TE: Yup, you emailed me, it was on the comics.
[Again, click either the image or here to see a larger version. Also, let me know if you see Tom’s email address on these comics. Perhaps I wrote him a letter?]
ADJ: And you invited me to a party at your apartment in Queens.
TE: A dinner party. It was in my small studio apartment, with an animation light table laid flat as one of the dinner tables.
ADJ: Right, right. You showed us one of those animations. I remember feeling envious: you had a VCR with a flying erase head! (I was just starting to make video art myself, around that time.)
TE: It’s really sad that flying erase heads were once enviable. I’m so grateful for the digital revolution.
When I started in animation, digital production was fairly new. I remember realizing that all these things that cost so much money to do could now just be done at home for free (such as, renting time at a video editing suite).
ADJ: I had a similar experience the first time I used Sound Forge, and realized that recording effects that once took weeks to create on tape could be accomplished in minutes.
I don’t think I told you then that I was living in Eatontown, NJ. So I thought it destined we should become friends.
TE: I don’t remember that.
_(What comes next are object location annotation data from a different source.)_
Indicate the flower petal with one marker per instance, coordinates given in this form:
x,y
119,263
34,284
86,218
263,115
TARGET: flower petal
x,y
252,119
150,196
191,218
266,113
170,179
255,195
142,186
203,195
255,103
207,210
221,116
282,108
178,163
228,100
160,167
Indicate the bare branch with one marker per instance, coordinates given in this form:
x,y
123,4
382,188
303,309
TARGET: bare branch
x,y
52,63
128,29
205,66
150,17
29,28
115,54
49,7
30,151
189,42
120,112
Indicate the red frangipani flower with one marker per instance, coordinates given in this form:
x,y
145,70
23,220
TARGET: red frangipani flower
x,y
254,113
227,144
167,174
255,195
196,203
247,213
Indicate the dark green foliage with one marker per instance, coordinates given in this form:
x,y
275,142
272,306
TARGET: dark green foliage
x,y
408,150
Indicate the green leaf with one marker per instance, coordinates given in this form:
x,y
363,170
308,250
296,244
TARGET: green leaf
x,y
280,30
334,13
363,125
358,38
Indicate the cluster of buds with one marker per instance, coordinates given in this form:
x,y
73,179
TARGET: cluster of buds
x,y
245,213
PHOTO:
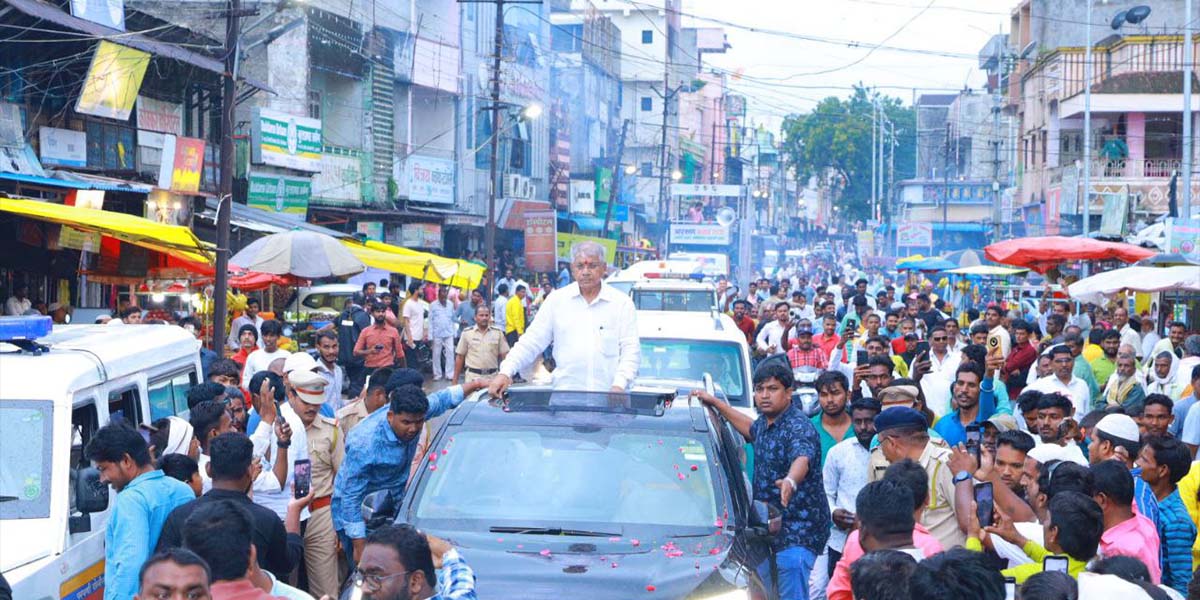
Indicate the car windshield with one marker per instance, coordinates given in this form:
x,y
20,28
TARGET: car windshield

I lived in Jersey myself for a year before moving to Queens. I’m sure I would have enjoyed living in a place called Eatontown.
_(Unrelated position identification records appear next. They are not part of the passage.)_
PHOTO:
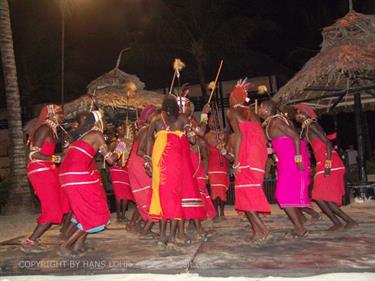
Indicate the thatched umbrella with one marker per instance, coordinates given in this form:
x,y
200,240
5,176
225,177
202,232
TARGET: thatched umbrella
x,y
115,92
341,75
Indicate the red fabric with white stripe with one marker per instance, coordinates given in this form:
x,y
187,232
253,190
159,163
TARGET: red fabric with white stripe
x,y
81,182
121,183
192,204
200,175
218,174
140,182
44,180
328,188
249,194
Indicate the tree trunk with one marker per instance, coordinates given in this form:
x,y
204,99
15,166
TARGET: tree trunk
x,y
199,56
20,197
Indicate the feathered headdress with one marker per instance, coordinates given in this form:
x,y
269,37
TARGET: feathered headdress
x,y
239,93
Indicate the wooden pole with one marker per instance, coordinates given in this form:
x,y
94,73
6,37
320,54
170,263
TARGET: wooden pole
x,y
171,87
350,5
217,77
360,139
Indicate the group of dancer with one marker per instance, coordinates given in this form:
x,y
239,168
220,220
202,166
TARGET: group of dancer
x,y
164,171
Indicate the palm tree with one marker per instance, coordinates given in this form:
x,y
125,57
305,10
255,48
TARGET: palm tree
x,y
20,196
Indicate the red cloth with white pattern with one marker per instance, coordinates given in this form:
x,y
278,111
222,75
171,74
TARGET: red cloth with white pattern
x,y
44,180
121,183
328,188
218,174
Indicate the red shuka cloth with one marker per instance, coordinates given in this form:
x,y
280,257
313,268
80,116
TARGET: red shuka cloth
x,y
328,188
200,176
169,190
140,182
44,180
121,183
82,184
249,194
218,174
192,204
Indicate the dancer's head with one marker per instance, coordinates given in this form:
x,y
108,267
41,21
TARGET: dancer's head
x,y
267,108
170,106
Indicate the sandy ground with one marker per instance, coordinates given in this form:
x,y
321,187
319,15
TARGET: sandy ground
x,y
21,224
363,267
190,277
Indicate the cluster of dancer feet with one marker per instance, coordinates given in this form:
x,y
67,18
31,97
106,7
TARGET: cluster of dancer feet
x,y
164,169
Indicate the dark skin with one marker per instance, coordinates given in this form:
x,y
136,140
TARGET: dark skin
x,y
217,139
42,134
199,144
236,116
141,138
330,209
77,239
121,205
175,123
278,128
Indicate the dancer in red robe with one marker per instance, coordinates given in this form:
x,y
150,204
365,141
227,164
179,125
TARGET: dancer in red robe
x,y
140,182
120,176
81,182
218,165
250,156
166,166
329,183
42,174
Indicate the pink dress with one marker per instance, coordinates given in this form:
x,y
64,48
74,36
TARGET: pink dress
x,y
292,184
248,185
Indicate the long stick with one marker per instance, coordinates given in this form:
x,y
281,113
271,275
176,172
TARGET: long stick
x,y
171,87
217,77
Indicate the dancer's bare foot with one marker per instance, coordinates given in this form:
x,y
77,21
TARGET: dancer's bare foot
x,y
316,218
351,224
30,246
335,227
67,253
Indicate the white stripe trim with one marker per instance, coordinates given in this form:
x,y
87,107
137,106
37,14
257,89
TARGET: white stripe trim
x,y
251,168
122,182
74,173
218,172
332,170
218,184
82,150
248,185
38,170
79,183
140,189
118,170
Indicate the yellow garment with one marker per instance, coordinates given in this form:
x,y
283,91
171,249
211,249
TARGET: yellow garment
x,y
161,139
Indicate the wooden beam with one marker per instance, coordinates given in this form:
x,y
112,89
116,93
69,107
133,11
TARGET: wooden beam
x,y
336,103
321,89
336,94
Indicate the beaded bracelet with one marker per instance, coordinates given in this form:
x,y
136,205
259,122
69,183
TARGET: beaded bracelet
x,y
298,158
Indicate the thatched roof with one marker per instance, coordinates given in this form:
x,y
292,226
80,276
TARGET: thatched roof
x,y
345,64
115,79
113,100
115,92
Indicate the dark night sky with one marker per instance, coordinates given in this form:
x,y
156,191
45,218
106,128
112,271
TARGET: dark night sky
x,y
280,37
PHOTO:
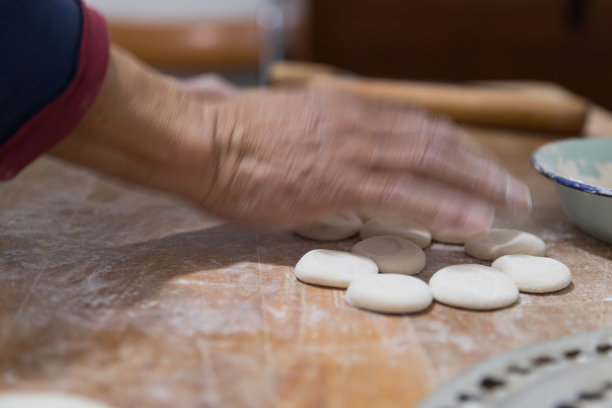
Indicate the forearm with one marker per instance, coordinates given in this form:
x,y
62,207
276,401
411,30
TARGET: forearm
x,y
142,128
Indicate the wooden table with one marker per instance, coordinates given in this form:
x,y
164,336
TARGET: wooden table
x,y
142,301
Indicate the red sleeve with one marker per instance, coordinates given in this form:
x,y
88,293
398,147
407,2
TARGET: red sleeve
x,y
62,115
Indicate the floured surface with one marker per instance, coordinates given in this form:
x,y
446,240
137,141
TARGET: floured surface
x,y
138,300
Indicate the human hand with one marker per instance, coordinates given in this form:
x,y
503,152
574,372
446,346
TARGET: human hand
x,y
291,156
287,157
207,87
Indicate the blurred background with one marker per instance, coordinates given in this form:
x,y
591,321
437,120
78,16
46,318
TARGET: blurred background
x,y
562,41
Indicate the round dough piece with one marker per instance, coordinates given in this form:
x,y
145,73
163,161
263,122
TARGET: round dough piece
x,y
409,230
534,274
473,286
494,243
39,399
392,254
334,228
333,268
389,293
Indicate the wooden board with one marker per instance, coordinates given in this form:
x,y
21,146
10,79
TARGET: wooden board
x,y
142,301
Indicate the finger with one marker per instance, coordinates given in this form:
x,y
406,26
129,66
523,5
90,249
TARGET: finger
x,y
438,206
436,153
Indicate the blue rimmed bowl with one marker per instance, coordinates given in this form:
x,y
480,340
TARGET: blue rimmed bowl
x,y
589,206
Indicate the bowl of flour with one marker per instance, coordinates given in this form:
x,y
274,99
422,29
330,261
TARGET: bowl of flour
x,y
582,172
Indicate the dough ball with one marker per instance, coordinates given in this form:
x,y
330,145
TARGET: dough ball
x,y
46,400
473,286
409,230
333,268
389,293
392,254
534,274
447,237
335,228
494,243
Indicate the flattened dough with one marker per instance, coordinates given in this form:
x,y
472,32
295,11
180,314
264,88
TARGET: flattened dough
x,y
392,254
534,274
389,293
473,286
409,230
333,268
38,399
334,228
494,243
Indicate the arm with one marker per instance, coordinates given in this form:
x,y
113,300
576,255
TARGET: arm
x,y
287,157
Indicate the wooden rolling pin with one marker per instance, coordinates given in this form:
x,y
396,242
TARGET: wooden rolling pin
x,y
536,107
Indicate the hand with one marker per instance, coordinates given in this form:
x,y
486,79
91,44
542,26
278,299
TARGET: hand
x,y
207,87
289,157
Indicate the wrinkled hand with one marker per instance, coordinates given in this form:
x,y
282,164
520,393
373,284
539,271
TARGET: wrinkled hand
x,y
289,157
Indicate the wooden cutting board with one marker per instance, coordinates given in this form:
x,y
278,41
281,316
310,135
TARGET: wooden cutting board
x,y
142,301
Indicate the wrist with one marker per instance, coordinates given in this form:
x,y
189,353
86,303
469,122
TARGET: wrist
x,y
143,128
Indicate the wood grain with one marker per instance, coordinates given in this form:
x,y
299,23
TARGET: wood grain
x,y
140,300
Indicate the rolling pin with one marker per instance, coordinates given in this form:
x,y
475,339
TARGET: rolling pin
x,y
537,108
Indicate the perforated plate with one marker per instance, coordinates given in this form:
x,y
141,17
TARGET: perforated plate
x,y
571,372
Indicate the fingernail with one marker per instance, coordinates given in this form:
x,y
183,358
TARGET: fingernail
x,y
478,219
518,196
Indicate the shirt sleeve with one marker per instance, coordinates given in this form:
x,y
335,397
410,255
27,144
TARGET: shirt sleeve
x,y
54,59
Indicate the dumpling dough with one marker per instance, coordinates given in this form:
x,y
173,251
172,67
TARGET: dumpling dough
x,y
534,274
409,230
447,237
392,254
473,287
389,293
333,268
494,243
46,400
334,228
ADJ: I’m sure you wouldn’t have. And your party, by the way, was my first time in Queens. I was going to Manhattan and Brooklyn a lot back then, but hadn’t been to any of the other boroughs yet.
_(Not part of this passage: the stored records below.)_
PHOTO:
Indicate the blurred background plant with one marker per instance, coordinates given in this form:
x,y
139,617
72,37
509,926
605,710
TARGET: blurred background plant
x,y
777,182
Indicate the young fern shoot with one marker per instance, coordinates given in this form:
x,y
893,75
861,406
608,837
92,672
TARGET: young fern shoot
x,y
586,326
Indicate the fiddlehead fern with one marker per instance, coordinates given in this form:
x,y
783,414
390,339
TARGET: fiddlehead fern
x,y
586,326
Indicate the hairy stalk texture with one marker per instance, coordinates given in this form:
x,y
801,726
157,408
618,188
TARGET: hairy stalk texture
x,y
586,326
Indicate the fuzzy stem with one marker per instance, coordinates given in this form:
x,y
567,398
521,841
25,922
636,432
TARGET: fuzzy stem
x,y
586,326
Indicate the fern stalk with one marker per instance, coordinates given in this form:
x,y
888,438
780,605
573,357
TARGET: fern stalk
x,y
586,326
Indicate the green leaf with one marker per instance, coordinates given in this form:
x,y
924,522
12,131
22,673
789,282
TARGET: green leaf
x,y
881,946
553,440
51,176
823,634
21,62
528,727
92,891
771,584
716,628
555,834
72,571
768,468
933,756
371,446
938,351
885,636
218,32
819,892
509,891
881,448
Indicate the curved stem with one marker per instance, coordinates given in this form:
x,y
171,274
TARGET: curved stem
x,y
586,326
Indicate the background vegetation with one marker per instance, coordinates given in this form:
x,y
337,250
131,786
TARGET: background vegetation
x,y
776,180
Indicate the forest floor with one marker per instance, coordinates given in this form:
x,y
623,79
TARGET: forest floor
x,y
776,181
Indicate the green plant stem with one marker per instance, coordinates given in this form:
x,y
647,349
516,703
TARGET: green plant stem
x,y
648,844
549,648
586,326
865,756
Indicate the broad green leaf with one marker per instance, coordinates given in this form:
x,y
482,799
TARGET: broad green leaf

TE: That must have messed with your view of Queens. It’s not all animator dinner parties and flying erase heads, you know.
ADJ: Oh! No, I didn’t.
TE: It’s true. Nas has rapped on that very subject.
ADJ: What took you to New York after Penn State? Why didn’t you want to stay in dear ol’ State College forever?
TE: I came to New York with dreams of working in animation. I loved drawing minicomics, and had always loved making animation…but beyond that, wasn’t exactly sure how it would all work.
At that time, MTV Animation was a major employer—I think both Beavis and Butthead and Daria were being produced here then, and Nickelodeon was producing Blues Clues, and there were a number of smaller studios around the city…so there were possibilities.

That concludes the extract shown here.